Cattle ranchers face tough decisions if flood waters don't recede soon
64 cows are stranded on the levee until the flood waters drain. (Source: Victoria Shirley/KSLA News 12)
64 cows are stranded on the levee until the flood waters drain. (Source: Victoria Shirley/KSLA News 12)

CADDO PARISH, LA (KSLA) - Flooding is not only threatening homes in the ArkLaTex, but also area ranchers and farmers who are trying to keep their cattle alive. Thousands of acres of cattle pastures are under water right now in North Caddo Parish.

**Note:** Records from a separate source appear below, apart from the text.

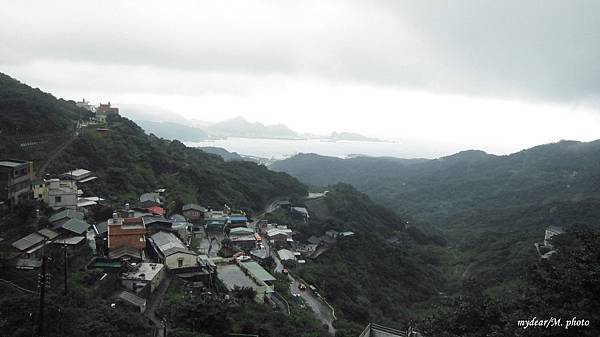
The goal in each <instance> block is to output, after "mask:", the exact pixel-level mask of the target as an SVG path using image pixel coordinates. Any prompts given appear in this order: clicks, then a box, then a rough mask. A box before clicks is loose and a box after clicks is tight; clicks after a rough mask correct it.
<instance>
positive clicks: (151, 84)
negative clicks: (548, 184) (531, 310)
mask: <svg viewBox="0 0 600 337" xmlns="http://www.w3.org/2000/svg"><path fill="white" fill-rule="evenodd" d="M0 71H2V72H5V73H7V74H9V75H11V76H13V77H15V78H17V79H19V80H21V81H23V82H26V83H28V84H30V85H32V86H35V87H40V88H41V89H43V90H45V91H49V92H51V93H53V94H54V95H56V96H58V97H63V98H66V99H81V98H83V97H85V98H87V99H88V100H91V101H92V102H94V103H97V102H98V101H111V102H113V104H144V105H149V106H153V107H154V108H155V110H158V109H162V110H163V111H165V110H166V111H171V112H172V113H164V114H163V115H164V116H163V117H164V119H165V120H169V119H173V118H174V116H179V115H180V116H183V118H187V119H197V120H208V121H218V120H222V119H226V118H231V117H235V116H238V115H241V116H244V117H245V118H246V119H248V120H250V121H260V122H263V123H267V124H275V123H284V124H287V125H288V126H290V127H291V128H292V129H294V130H296V131H300V132H313V133H330V132H332V131H353V132H360V133H362V134H365V135H368V136H377V137H380V138H389V139H398V140H405V139H412V140H418V141H422V142H424V143H445V144H454V145H452V146H449V147H448V151H454V150H456V149H457V147H464V148H479V149H483V150H486V151H488V152H492V153H508V152H514V151H517V150H519V149H522V148H526V147H530V146H533V145H537V144H541V143H548V142H553V141H558V140H560V139H576V140H593V139H597V138H600V136H599V135H600V94H599V93H600V1H575V0H561V1H552V0H544V1H541V0H540V1H526V0H514V1H513V0H502V1H497V0H494V1H483V0H473V1H458V0H456V1H424V0H415V1H324V0H318V1H306V0H303V1H286V0H276V1H248V0H243V1H211V2H209V1H102V2H93V4H92V2H86V1H81V0H79V1H24V0H17V1H11V0H4V1H2V2H1V3H0ZM456 144H459V145H456Z"/></svg>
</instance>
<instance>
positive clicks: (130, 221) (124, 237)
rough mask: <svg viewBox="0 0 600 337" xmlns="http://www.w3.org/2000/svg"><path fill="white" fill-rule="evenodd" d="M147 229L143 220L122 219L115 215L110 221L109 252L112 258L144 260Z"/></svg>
mask: <svg viewBox="0 0 600 337" xmlns="http://www.w3.org/2000/svg"><path fill="white" fill-rule="evenodd" d="M145 248H146V227H145V226H144V221H143V220H142V218H120V217H118V216H117V214H116V213H115V214H114V215H113V217H112V218H111V219H109V220H108V252H109V256H110V257H111V258H125V257H136V258H138V257H139V259H143V257H144V249H145Z"/></svg>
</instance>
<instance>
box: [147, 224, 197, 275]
mask: <svg viewBox="0 0 600 337" xmlns="http://www.w3.org/2000/svg"><path fill="white" fill-rule="evenodd" d="M149 241H150V244H151V245H152V247H153V248H154V250H155V251H156V252H157V254H158V258H159V261H160V262H161V263H163V264H164V265H165V266H166V267H167V268H168V269H170V270H173V269H178V268H190V267H196V266H197V265H198V260H197V256H198V254H196V253H194V252H193V251H191V250H190V249H189V248H187V247H186V246H185V245H184V244H183V242H181V240H179V238H178V237H177V236H176V235H175V234H173V233H167V232H158V233H156V234H154V235H152V236H151V237H150V240H149Z"/></svg>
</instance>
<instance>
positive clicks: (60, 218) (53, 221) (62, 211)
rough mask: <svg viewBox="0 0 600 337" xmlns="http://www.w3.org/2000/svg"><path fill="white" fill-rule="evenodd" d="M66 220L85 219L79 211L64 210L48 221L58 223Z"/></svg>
mask: <svg viewBox="0 0 600 337" xmlns="http://www.w3.org/2000/svg"><path fill="white" fill-rule="evenodd" d="M65 218H69V219H79V220H81V219H83V213H81V212H77V211H74V210H71V209H65V210H62V211H60V212H57V213H54V214H53V215H51V216H50V217H49V218H48V221H49V222H50V223H53V222H57V221H60V220H62V219H65Z"/></svg>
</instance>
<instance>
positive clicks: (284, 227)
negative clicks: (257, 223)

What looks like a bayou on either side of I-49 in North Caddo Parish is actually flooded cattle pastures owned by Donnie Leflett.

"Where you see water, is pasture," said Leflett pointing to his flooded land. He has 6,000 to 7,000 acres of land under water.

Leflett, his family and workers spent much of the last week in flood waters, moving 600 cattle to dry land.

"The main thing we wanted to do was keep them alive and get them to higher ground," he said.

So far he has lost 3 cows.

"Could have been a lot worse than it was," he said.

But not all cattle were in a position to be moved to dry pastures.

"There is a 64 head trapped on a levee over there, we pushed them that was the only high ground we could get them to," he said.

Leflett gave KSLA News 12 a ride to see the stranded cattle. On the way, we passed more flooded pastures that looked more like lakes and drove on roads covered with water. Once at the levee, we saw cattle taking full advantage of the dry land.

"What this water does in the next four or five days will determine if it makes you breaks you for the whole year," Leflett said.

Leflett is hoping to ride out the flood, but if the water doesn't go down soon he will have to make some hard decisions about selling the cattle, to prevent financial losses.

"It is how we make a living, we send kids to school, pay insurance, buy groceries," he said.

When everything dries out, Leflett says they'll need to get to work again: fixing fences, growing grass, and getting the pastures back in shape. 
In order for the pastures to drain, both the Red River and 12 Mile Bayou need to go down.